In 1988 on August Bank Holiday, people in several groups saw the ghost of a little girl in a long blue dress.  Another woman on the same day asked Mrs Petersen whether the house was haunted as she had seen the girl sitting on a chair in the Pink Room.

Bob Mann writes: "These sightings seemed to confirm something said by a clairvoyant who had visited the house the year before, and claimed to pick up the spirit of a little girl of the pre-Victorian period (presumably he meant the early 19th century) who had died in the Pink Room.  She had not been a member of the family, but had been much loved.  The girl was also seen during the 1950s, when Bowden was used as a children's home.  One of the 'old girls' turned up for a visit and saw the child at an upstairs window.

Mr Petersen's most unnerving experience occurred when he was working with some medieval stone, dug up in the grounds.  Suddenly he saw the whole of his arm and hand outlined with light.  It was several days before he could bring himself to tell his wife what had happened.

Lest I put you off going there, I hasten to point out that most visitors to Bowden thoroughly enjoy the experience, and even of those who pick up something strange, the majority find it startling but not terrifying!  It just appears that, for some reason, Bowden is one of those places where the energy of past ages is somehow accessible.  Hauntings continue, so this is definitely a place to be psychically on your toes."

I do hope you're enjoying these real ghost stories!? 

Thursday 29 March 2012

PROOF OF A DOG'S LIFE AFTER DEATH

Can there be proof of a dog's life after death? Well, while reading James Van Praagh's brilliant book TALKING TO HEAVEN (A Medium's Message Of Life After Death) I came to the chapter headed Loving Reunions.

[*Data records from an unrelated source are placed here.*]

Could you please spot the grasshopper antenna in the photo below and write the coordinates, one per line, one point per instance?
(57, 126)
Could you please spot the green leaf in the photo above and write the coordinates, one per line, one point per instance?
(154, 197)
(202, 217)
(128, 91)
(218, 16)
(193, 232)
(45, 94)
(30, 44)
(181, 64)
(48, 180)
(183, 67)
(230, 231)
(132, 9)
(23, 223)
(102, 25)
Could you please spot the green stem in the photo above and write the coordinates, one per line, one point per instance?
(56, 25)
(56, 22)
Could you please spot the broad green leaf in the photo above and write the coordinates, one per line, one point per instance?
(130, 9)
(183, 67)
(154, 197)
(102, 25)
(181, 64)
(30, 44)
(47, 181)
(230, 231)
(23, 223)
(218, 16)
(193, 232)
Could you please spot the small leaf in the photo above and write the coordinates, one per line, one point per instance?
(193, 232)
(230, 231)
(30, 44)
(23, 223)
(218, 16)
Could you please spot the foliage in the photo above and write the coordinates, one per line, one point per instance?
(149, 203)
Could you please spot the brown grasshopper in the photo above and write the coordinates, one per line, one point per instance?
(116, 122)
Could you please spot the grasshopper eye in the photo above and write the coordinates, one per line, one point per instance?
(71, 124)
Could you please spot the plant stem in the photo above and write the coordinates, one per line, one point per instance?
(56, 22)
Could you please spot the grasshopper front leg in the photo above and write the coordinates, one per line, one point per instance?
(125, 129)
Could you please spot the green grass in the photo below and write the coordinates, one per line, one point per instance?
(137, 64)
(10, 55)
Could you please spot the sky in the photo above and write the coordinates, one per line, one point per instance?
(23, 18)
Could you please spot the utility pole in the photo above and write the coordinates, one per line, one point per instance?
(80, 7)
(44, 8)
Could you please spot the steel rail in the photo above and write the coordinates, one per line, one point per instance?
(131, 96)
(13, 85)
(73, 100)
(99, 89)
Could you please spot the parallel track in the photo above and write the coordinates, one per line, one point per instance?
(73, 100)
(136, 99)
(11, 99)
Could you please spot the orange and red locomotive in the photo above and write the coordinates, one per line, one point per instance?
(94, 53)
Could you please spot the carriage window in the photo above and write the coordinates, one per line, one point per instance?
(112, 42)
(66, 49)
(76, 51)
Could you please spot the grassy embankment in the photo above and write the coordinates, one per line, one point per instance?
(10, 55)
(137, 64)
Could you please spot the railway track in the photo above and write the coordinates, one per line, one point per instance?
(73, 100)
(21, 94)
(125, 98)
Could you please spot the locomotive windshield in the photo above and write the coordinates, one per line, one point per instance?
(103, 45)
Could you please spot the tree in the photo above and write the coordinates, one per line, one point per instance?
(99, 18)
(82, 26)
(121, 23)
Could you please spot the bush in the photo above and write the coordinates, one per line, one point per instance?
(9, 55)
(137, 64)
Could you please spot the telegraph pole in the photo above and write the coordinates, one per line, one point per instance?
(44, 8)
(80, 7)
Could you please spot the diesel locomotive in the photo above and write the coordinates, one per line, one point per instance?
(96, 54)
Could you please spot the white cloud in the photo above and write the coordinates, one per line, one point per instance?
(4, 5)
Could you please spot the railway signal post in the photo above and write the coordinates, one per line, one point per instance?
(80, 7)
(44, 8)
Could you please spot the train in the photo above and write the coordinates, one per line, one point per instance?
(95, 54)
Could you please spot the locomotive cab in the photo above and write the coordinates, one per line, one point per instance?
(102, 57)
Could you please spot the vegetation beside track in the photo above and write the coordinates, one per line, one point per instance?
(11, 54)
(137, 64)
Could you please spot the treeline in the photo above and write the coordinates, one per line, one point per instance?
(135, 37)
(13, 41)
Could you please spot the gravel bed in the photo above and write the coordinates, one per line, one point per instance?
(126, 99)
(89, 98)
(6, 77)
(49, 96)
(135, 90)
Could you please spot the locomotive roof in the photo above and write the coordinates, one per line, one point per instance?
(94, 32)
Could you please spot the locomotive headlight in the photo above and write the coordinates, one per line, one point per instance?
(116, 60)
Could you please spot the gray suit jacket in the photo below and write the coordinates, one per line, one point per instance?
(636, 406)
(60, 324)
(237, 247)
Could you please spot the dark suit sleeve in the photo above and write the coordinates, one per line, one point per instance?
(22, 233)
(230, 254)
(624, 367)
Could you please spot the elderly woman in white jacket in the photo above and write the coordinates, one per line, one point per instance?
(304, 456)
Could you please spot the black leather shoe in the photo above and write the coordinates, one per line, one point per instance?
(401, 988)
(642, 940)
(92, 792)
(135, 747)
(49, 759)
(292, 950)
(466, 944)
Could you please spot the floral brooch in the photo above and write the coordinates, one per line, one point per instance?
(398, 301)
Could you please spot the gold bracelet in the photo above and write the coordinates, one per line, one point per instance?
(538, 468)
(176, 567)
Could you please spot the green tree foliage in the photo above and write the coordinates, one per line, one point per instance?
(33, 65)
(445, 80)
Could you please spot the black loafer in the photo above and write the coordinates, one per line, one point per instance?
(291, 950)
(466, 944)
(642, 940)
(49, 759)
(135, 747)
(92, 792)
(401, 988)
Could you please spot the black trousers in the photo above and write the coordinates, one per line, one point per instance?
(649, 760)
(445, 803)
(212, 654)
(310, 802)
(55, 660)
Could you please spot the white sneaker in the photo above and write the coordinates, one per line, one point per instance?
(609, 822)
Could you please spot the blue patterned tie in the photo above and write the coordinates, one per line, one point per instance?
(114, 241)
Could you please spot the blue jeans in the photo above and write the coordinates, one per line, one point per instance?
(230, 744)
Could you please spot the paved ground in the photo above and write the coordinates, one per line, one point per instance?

Doing a reading for a deaf lady, James was shown a brownish sofa under a window with a colored blanket or quilt on top of it.  He then saw an orange carpet with a couple of worn spots near a door.  Asking the spirit to identify itself, he initially received no response.  Then he was shown lots of pictures on a refrigerator - mostly of a dog.

Sensing an incredible amount of love filling the room - a love that seemed truly noble and unconditional - he suddenly blurted out: "Charlie!"  At this point his sitter began to cry hysterically - releasing some of the grief she'd been feeling since the death of her dog, Charlie, two months previously.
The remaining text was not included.